McCain opened up a five-point lead, according to a Zogby/Reuters poll published yesterday, completely overturning the seven point lead Mr Obama had in July.
Mr McCain now leads Mr Obama among likely voters by 46 per cent to 41 per cent.
Is it all over bar the coronation? No, there will be a bounce back after Denver, but it’s getting much closer.
There has been so much gung-ho bravado and bullshit over the Georgia issue but, for my euro at least, both Max Hastings in the Guardian, and Bernard Chazelle at A Tiny Revolution made some sense.
But that is neither here nor there and what the populace, most especially the US populace, most wants to hear is the bravado and bullshit.
Which is why I think McCain won the 3am contest hands down last week. And why Obama lost the same competition so badly. That, partially is reflected in these worsening Obama poll numbers. McCain and the GOP strategists know that talking so-called tough (except it's not, it's the easy option), spouting gung-ho slogans and talking down to the US voter within a narrow band of language works. It's a GOP strategic cornerstone and a major point of difference between them and Obama who still assumes that middle America, outside a few big cities, thinks deeply about these things (and before I'm accused, talking down to the electorate is not just a winning US victory strategy).

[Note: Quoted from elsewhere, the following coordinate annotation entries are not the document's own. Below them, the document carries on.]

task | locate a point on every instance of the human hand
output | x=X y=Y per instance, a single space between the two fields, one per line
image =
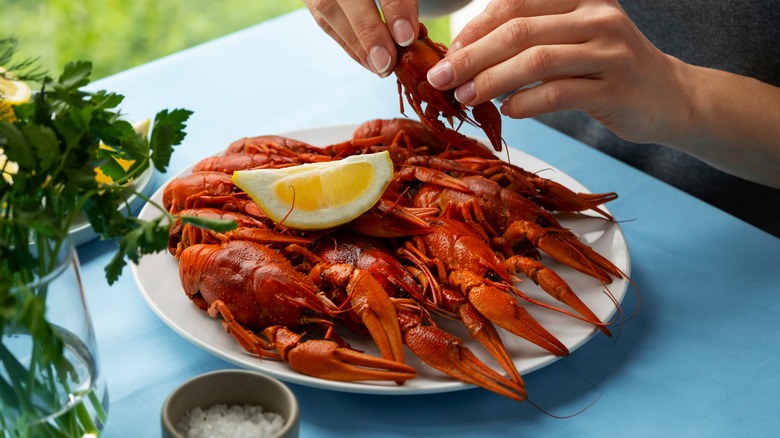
x=357 y=27
x=583 y=55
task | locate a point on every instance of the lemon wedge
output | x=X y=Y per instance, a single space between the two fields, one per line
x=319 y=195
x=12 y=92
x=142 y=128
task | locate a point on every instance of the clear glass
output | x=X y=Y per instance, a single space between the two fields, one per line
x=50 y=381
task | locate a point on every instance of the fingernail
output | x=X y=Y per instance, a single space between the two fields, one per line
x=456 y=45
x=466 y=92
x=403 y=32
x=380 y=59
x=504 y=108
x=441 y=74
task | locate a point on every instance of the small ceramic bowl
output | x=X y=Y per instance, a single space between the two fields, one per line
x=231 y=387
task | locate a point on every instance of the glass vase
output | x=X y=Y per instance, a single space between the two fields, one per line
x=50 y=381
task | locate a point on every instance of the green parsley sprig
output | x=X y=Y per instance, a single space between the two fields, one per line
x=50 y=149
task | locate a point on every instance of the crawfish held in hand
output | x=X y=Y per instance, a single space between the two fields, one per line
x=411 y=69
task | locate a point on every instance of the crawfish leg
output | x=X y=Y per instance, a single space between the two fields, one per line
x=502 y=309
x=446 y=353
x=371 y=304
x=251 y=342
x=555 y=286
x=563 y=246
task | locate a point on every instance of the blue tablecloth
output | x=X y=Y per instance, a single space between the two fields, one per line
x=700 y=358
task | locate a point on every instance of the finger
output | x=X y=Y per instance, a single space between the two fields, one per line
x=539 y=63
x=507 y=41
x=372 y=34
x=402 y=20
x=497 y=13
x=570 y=94
x=331 y=18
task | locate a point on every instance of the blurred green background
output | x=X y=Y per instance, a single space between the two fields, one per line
x=119 y=34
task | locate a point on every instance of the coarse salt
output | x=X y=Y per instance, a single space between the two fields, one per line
x=229 y=421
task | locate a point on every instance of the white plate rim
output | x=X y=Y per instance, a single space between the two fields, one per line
x=167 y=300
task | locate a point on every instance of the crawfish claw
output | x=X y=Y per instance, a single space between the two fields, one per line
x=327 y=360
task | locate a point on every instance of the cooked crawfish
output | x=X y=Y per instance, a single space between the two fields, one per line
x=411 y=69
x=449 y=239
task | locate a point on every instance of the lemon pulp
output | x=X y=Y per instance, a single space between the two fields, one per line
x=319 y=195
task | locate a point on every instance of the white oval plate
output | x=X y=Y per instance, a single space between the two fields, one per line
x=157 y=277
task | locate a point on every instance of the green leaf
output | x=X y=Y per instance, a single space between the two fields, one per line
x=75 y=75
x=16 y=147
x=46 y=145
x=168 y=131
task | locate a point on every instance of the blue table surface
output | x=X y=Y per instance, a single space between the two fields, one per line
x=700 y=358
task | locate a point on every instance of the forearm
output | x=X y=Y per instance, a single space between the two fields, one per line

And the most gormless thing said last week was We Are All Georgians. Especially when most Americans would be wondering who exactly had invaded Atlanta (I don’t think that link was serious but hat tip to Bob, and it could be..seriously). Read through that OpEd linked above, it’s stuffed full of such simplistic heart stirring twaddle as:
This small democracy, far away from our shores, is an inspiration to all those who cherish our deepest ideals
and, incredibly:
At the same time, we must make clear to Russia's leaders that the benefits they enjoy from being part of the civilized world require their respect for the values, stability and peace of that world.
Is it possible to be any more arrogant than that? But that sort of arrogance and dumbing down is what Rove and the other GOP navigators specialise in. They assume the American voter is stupid, they look down on them as a mass, and they know that simplistic semi-Rambo-ish slogans resound incredibly. It’s a huge part of what has kept Bush going for all these years, and why 1 in 3 Americans still thing he da man…
Obama, well, he failed this test. On several levels. Firstly he half heartedly bought into the Repressive-Bear gung-ho-ness rather than providing the sort of independent leadership we non US voters are clamouring for and he has repeatedly promised to provide. He did that because he’s scared of the support-the-troops, we-invented-democracy, taking-freedom-to the-world gormlessness that is such a much repeated US cornerstone.
Secondly, having bought into this nonsense he then didn’t buy into it at the resounding Fox news-ish simplistic sloganing level which is what is required and what the GOP, since Reagan, who was the king of half baked sloganing, have been the masters of. Thus he sounded weak on that level.
Thirdly he made the assumption that the US voter actually cares beyond the slogan. McCain, whose minders know that most Americans don’t really understand or really care what cause they are actually being rallied to, did the short sharp Rambo thing, made Obama look weak and then moved onto the next attack platform…
If only Obama had had the balls to say, what (as much as this pains me to link to the man, but he talks some sense) Pat Buchanan says here (once again, tip to Bob). But he doesn’t and that is another reason why McCain will win.